Once you’ve had a chance to look through the project and fully understand what’s there, keep reading and we’ll discuss some philosophy about physics engines!

The Tao of Physics Engines

A platform game revolves around its physics engine, and in this tutorial you’ll be creating your own physics engine from scratch.

There are two main reasons why you’ll be rolling your own, instead of using Sprite Kit’s built-in physics engine:

  1. Fine tuning. To get the right feel for a platformer game, you need to be able to fine-tune the feel and response of the engine. In general, platformers created using pre-existing physics engines don’t feel like the Mario/Sonic/Contra games that you’re used to.
  2. Simplicity. Sprite Kit’s built-in physics engine has a lot of capabilities your game engine doesn’t really need, so your homebrew engine will end up being less resource-intensive overall.

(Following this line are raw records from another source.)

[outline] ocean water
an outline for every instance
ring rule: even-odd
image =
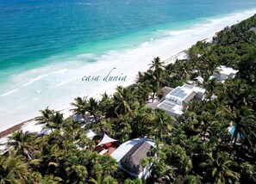
[[[111,89],[81,78],[114,67],[132,77],[255,9],[255,0],[0,0],[0,126]]]

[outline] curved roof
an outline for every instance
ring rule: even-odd
[[[153,146],[147,141],[138,143],[121,159],[121,165],[131,173],[140,174],[144,169],[140,165],[140,161],[149,156],[152,148]]]
[[[138,143],[147,141],[152,146],[154,146],[154,142],[149,138],[134,138],[122,144],[112,154],[111,156],[120,162],[120,160]]]
[[[102,139],[102,141],[97,146],[99,146],[99,145],[102,145],[102,144],[105,144],[107,143],[116,142],[116,141],[118,141],[118,140],[116,140],[114,138],[111,138],[107,134],[104,134],[103,138]]]

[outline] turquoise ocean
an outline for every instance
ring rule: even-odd
[[[128,75],[164,40],[255,9],[255,0],[0,0],[0,126],[100,92],[84,75],[119,65]]]

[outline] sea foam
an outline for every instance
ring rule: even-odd
[[[212,37],[226,26],[246,19],[255,11],[229,15],[224,18],[209,19],[186,30],[161,30],[136,47],[110,50],[102,55],[82,53],[66,57],[62,62],[30,70],[11,78],[9,89],[1,89],[0,119],[7,127],[39,115],[38,110],[63,109],[77,96],[98,96],[104,91],[113,92],[117,85],[134,82],[139,71],[146,71],[150,61],[157,56],[162,60],[188,48],[197,40]],[[152,39],[151,39],[152,38]],[[53,58],[51,58],[53,59]],[[55,58],[54,59],[59,59]],[[95,60],[95,62],[88,62]],[[127,83],[83,82],[86,75],[106,75],[113,67],[113,75],[128,76]]]

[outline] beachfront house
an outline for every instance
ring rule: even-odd
[[[143,167],[140,161],[150,156],[154,142],[149,138],[135,138],[121,144],[110,156],[123,171],[134,178],[146,180],[151,173],[152,163]]]
[[[107,134],[103,134],[100,142],[97,144],[94,149],[101,156],[111,155],[119,146],[119,141],[109,137]]]
[[[215,77],[223,83],[227,78],[234,78],[238,71],[239,71],[234,70],[233,68],[220,65],[215,70],[214,73],[209,77],[209,79]]]
[[[183,114],[184,105],[193,98],[203,101],[205,92],[206,89],[199,86],[190,84],[178,86],[165,96],[165,100],[156,107],[156,109],[164,110],[168,115],[175,118]]]

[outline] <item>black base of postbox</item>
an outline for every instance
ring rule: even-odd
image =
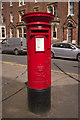
[[[35,114],[49,112],[51,107],[51,87],[47,89],[31,89],[28,87],[29,110]]]

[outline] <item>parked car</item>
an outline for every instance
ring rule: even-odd
[[[1,51],[2,53],[14,53],[15,55],[27,52],[26,38],[8,38],[3,40]]]
[[[71,43],[54,43],[51,46],[51,57],[70,58],[80,61],[80,47]]]

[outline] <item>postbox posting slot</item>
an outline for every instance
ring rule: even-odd
[[[45,38],[42,36],[35,37],[35,52],[45,52]]]
[[[33,29],[30,29],[30,33],[31,33],[31,35],[36,35],[36,34],[43,34],[43,35],[48,35],[49,34],[49,29],[44,29],[44,28],[41,28],[41,29],[39,29],[39,28],[33,28]]]

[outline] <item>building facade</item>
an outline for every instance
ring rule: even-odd
[[[26,37],[22,14],[43,11],[54,14],[51,23],[51,42],[79,43],[79,2],[3,2],[1,3],[0,39]]]

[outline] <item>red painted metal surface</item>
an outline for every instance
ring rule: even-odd
[[[22,16],[27,25],[28,87],[51,87],[51,25],[53,14],[31,12]]]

A physics engine does two important things:

Forces acting on Koalio.

Forces acting on Koalio.

  1. Simulate movement. The first job of a physics engine is to simulate resistive forces like gravity, and applied forces like running, jumping, and friction.
  2. Detect collisions. The second job of a physics engine is to finds and resolve collisions between the player and other objects in the level.

For example, in your Koalio game you’ll apply an upward force to the Koala to make him jump. Over time, the force of gravity will act against that initial jumping force, which will give you that nice classic parabolic jump pattern.

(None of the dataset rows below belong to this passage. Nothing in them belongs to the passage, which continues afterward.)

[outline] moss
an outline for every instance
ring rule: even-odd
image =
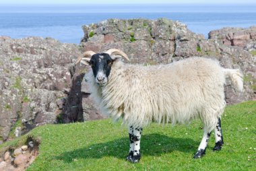
[[[20,61],[20,60],[22,60],[22,58],[16,57],[14,57],[13,59],[11,59],[11,61]]]
[[[20,115],[20,114],[19,114]],[[22,123],[22,121],[20,119],[18,119],[17,122],[15,123],[15,125],[11,127],[10,133],[9,134],[9,138],[14,139],[16,137],[15,135],[15,131],[16,130],[16,128],[18,127],[23,127],[23,124]]]
[[[14,84],[12,86],[12,88],[17,88],[18,90],[22,90],[22,87],[21,85],[22,79],[22,77],[20,77],[20,76],[17,77],[15,79]]]
[[[200,47],[199,45],[197,45],[197,52],[201,52],[201,47]]]
[[[129,26],[127,28],[127,30],[131,30],[131,29],[133,29],[133,27],[131,26]]]
[[[130,33],[130,41],[132,42],[134,42],[135,40],[135,39],[134,38],[134,32],[131,32]]]
[[[90,31],[90,33],[89,33],[89,37],[91,38],[94,35],[94,31]]]
[[[158,65],[158,63],[154,61],[152,59],[148,59],[146,61],[146,63],[145,64],[146,66],[156,65]]]
[[[256,91],[256,79],[254,79],[251,73],[244,76],[244,81],[252,82],[253,83],[250,83],[250,87],[254,91]]]
[[[56,120],[57,123],[63,123],[63,120],[62,118],[62,113],[60,113],[58,115],[57,115]]]
[[[151,39],[150,40],[150,44],[153,45],[153,44],[154,44],[154,43],[155,43],[155,40],[154,40],[153,39]]]
[[[244,81],[246,82],[250,82],[253,81],[253,75],[251,73],[248,73],[244,76]]]
[[[253,55],[253,56],[256,56],[256,50],[252,50],[250,53],[251,55]]]
[[[5,109],[11,109],[11,106],[9,104],[6,104],[4,108]]]
[[[23,97],[22,102],[30,102],[31,100],[30,100],[30,99],[28,98],[28,96],[25,96],[25,97]]]
[[[254,92],[256,92],[256,85],[251,85],[251,88],[253,90]]]
[[[150,34],[150,35],[151,35],[152,30],[152,28],[150,28],[150,27],[148,27],[148,32]]]

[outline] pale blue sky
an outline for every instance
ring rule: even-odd
[[[129,0],[129,1],[117,1],[117,0],[0,0],[0,4],[125,4],[125,3],[240,3],[248,4],[255,3],[255,0]]]

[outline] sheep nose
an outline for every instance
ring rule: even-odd
[[[98,81],[103,81],[104,79],[105,79],[104,77],[97,77],[97,79],[98,79]]]

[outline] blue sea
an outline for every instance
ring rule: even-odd
[[[52,37],[79,44],[82,25],[108,18],[166,18],[187,24],[207,38],[224,27],[256,26],[256,3],[164,5],[0,5],[0,36]]]

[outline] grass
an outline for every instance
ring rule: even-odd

And as for collision detection, you’ll use that to keep the Koala from falling through the ground, and to detect when our poor Koala collides with some spikes (ouch!)

Let’s see how this will work in practice.

Physics Engineering

In the physics engine you’ll create, the Koala will have its own movement-describing variables: current velocity (speed), acceleration, and position, among others. Using these variables, every movement you apply to the Koala will follow this algorithm:

  1. Is the jump or move action selected?
  2. If so, apply a jump or movement force to the Koala.
  3. Also apply gravity to the Koala.
  4. Compute the resulting velocity for the Koala.
  5. Apply this resulting velocity to the Koala and update his position.
  6. Check for collision between the Koala and other objects.
  7. If there’s a collision, resolve it either by moving the Koala back enough so that the collision is no longer occurring, or by causing damage to the poor Koala.

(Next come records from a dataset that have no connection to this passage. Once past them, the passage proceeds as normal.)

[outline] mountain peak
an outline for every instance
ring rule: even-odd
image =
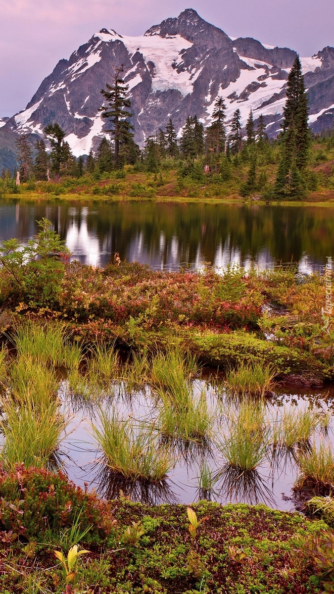
[[[178,17],[166,18],[160,24],[154,25],[147,29],[144,35],[159,35],[165,38],[180,35],[192,43],[196,42],[209,48],[232,47],[228,36],[218,27],[204,21],[193,8],[186,8]]]

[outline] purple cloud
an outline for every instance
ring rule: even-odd
[[[234,37],[254,37],[311,56],[334,45],[333,0],[193,0],[191,8]],[[0,117],[24,109],[62,58],[103,27],[140,35],[185,6],[179,0],[2,0]]]

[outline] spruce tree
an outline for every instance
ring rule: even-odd
[[[29,134],[22,134],[15,141],[17,160],[20,163],[20,176],[23,182],[29,179],[33,170],[33,149],[28,140],[29,136]]]
[[[282,154],[274,191],[278,197],[298,198],[305,191],[303,170],[307,163],[310,142],[307,97],[298,56],[288,78],[283,115]]]
[[[50,160],[55,181],[59,181],[61,167],[68,161],[70,150],[68,143],[64,141],[65,132],[59,124],[49,124],[44,129],[44,135],[51,145]]]
[[[144,161],[147,171],[156,173],[159,169],[159,144],[154,136],[149,136],[145,141]]]
[[[188,116],[185,121],[179,146],[181,153],[186,159],[193,159],[196,156],[197,151],[194,134],[194,124],[190,116]]]
[[[140,149],[136,144],[132,136],[128,136],[122,143],[119,148],[119,163],[121,165],[128,163],[134,165],[140,155]]]
[[[198,157],[204,153],[204,126],[198,121],[197,115],[193,118],[193,127],[196,156]]]
[[[231,129],[232,132],[231,140],[232,140],[232,150],[234,154],[239,153],[241,150],[242,146],[240,116],[240,110],[239,109],[236,109],[233,114],[231,124]]]
[[[220,154],[225,151],[226,130],[224,122],[226,119],[226,109],[224,100],[222,97],[219,97],[214,105],[212,124],[206,129],[207,153],[212,151],[215,154]]]
[[[59,173],[61,175],[77,176],[77,159],[71,150],[68,143],[65,140],[62,146],[64,160],[61,165]]]
[[[79,156],[77,162],[77,176],[82,178],[84,172],[84,160],[82,154]]]
[[[169,121],[166,126],[165,138],[167,154],[170,157],[178,157],[179,150],[177,140],[177,133],[171,118],[169,118]]]
[[[241,185],[240,188],[240,194],[244,198],[250,196],[256,191],[256,151],[253,150],[251,151],[251,163],[248,169],[247,179],[245,183]]]
[[[166,137],[165,132],[161,129],[160,128],[159,129],[156,142],[159,147],[160,156],[165,157],[166,154]]]
[[[86,163],[84,164],[84,168],[89,173],[94,173],[94,169],[95,169],[95,163],[94,162],[94,155],[93,154],[93,148],[90,148],[88,157],[86,160]]]
[[[101,93],[107,105],[102,106],[100,110],[102,112],[102,117],[109,119],[112,125],[111,129],[107,131],[114,137],[114,164],[116,168],[119,168],[122,165],[119,161],[121,145],[125,144],[129,137],[132,138],[134,135],[131,131],[134,128],[129,121],[130,118],[132,118],[132,113],[128,111],[131,108],[131,101],[127,97],[129,87],[120,75],[124,70],[123,65],[116,68],[113,77],[114,84],[111,86],[106,84],[106,90],[101,89]]]
[[[43,138],[36,140],[35,143],[35,159],[34,165],[34,175],[36,179],[40,181],[48,181],[48,169],[49,168],[50,159],[48,153],[45,143]]]
[[[257,128],[256,129],[256,140],[260,147],[261,147],[263,146],[263,143],[267,138],[267,136],[266,134],[266,125],[263,120],[263,116],[261,114],[259,118]]]
[[[97,147],[97,157],[100,172],[101,173],[105,172],[110,173],[114,168],[114,154],[111,144],[105,136],[103,137]]]
[[[251,109],[246,123],[246,134],[247,135],[247,144],[253,144],[255,142],[255,130]]]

Forces fighting over Koalio.

You’ll run these steps for every frame. In the game world, gravity is constantly pushing the Koala down and through the ground, but the collision resolution step will put him back on top of the ground in each frame. You can also use this feature to determine if the Koala is still touching the ground, and if not, disallow a jump action if the Koala is already in mid-jump or has just walked off a ledge.

Steps 1-5 will occur solely within the Koala’s object. All the necessary information is contained there, and it makes sense to let the Koala update its own variables.

However, when you reach the sixth step — collision detection — you need to take all of the level features into consideration, such as walls, floors, enemies, and other hazards. The collision detection step will be performed in each frame by the GameLevelScene – remember, that’s the SKScene subclass that will do a lot of the physics engine work.

If you allowed the Koala’s class to update his own position, he would move himself into a collision with a wall or ground block, and the GameLevelScene would then move him back out, repeatedly — which would make him look like he was vibrating. (Had a little too much coffee, Koalio?)

So, you’re not going to allow the Koala to update his own state. Instead, the Koala will have a new variable, desiredPosition, that he will update. The GameLevelScene will check if this desiredPosition is valid by detecting and resolving any collisions, and then the GameLevelScene will update the Koala’s position.

Got it? Let’s try it out and see what it looks like in code!

Loading the TMXTiledMap

I’m going to assume you’re familiar with how tile maps work. If you aren’t, you can learn more about them in this tutorial. Currently, Sprite Kit doesn’t include support for TMXTileMaps, but not to worry, you’ll be relying on the JSTileMap open source project for this tutorial, which is already added to your starter project.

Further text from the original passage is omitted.